Sans complaisance, Koren Shadmi ne fait d’ailleurs rien pour rendre ses personnages sympathiques. Lou Reed est particulièrement imbuvable : paranoïaque, éruptif, agressif, il l’est avec tout le monde, et particulièrement avec les femmes de son entourage, à commencer par Nico, qu’il martyrise verbalement en toutes occasions. "C’est ma façon de dire je t’aime", avouera-t-il, narquois, en retrouvant John Cale en 1987, des années après leur rupture.
Profusion d'anecdotes méconnues
L’auteur sait utiliser tous les détails qu’il a glanés en se documentant pour faire avancer finement le récit. Ponctué d’informations et d’anecdotes méconnues, son scénario est un régal de lecture. Par petites touches, il parvient à en dire long sur les uns et les autres, et même sur l’époque. Par exemple, Warhol appelait le tandem Lou et John "les sadiques audio". Moe Tucker, la batteuse du Velvet, était si peu à l'aise à la Factory de Warhol qu'elle avait l’habitude de se cacher dans un réduit à l’abri des regards, où Nico la trouve par hasard dans une scène poignante de la BD.
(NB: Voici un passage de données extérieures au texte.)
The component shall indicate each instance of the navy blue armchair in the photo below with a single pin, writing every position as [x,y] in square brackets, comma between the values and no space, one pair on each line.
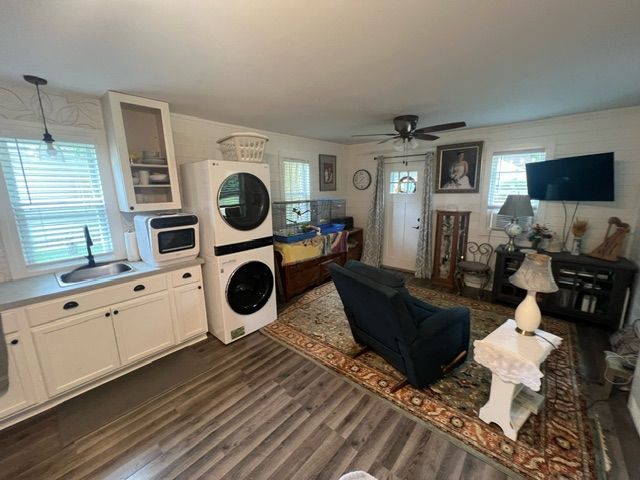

Autre détail réjouissant : en 1966, à Los Angeles, lorsqu’une journaliste recueille les impressions du public à la sortie d’un concert du Velvet (dans le cadre du show multimedia de Warhol baptisé Exploding Plastic Inevitable), le musicien David Crosby répond : "On a l’impression de manger du savon à la banane". La chanteuse Cher estime quant à elle qu’"ils ne remplaceront personne, à part peut-être le suicide". Une façon de nous rappeler que s’il est culte depuis des décennies, le Velvet Underground mit longtemps avant d’être apprécié.
"The Velvet Underground - Dans l'effervescence de la Warhol Factory" de Koren Shadmi, au scénario et au dessin (Édition La Boîte à Bulles, 26 euros) est sorti le 15 février 2024.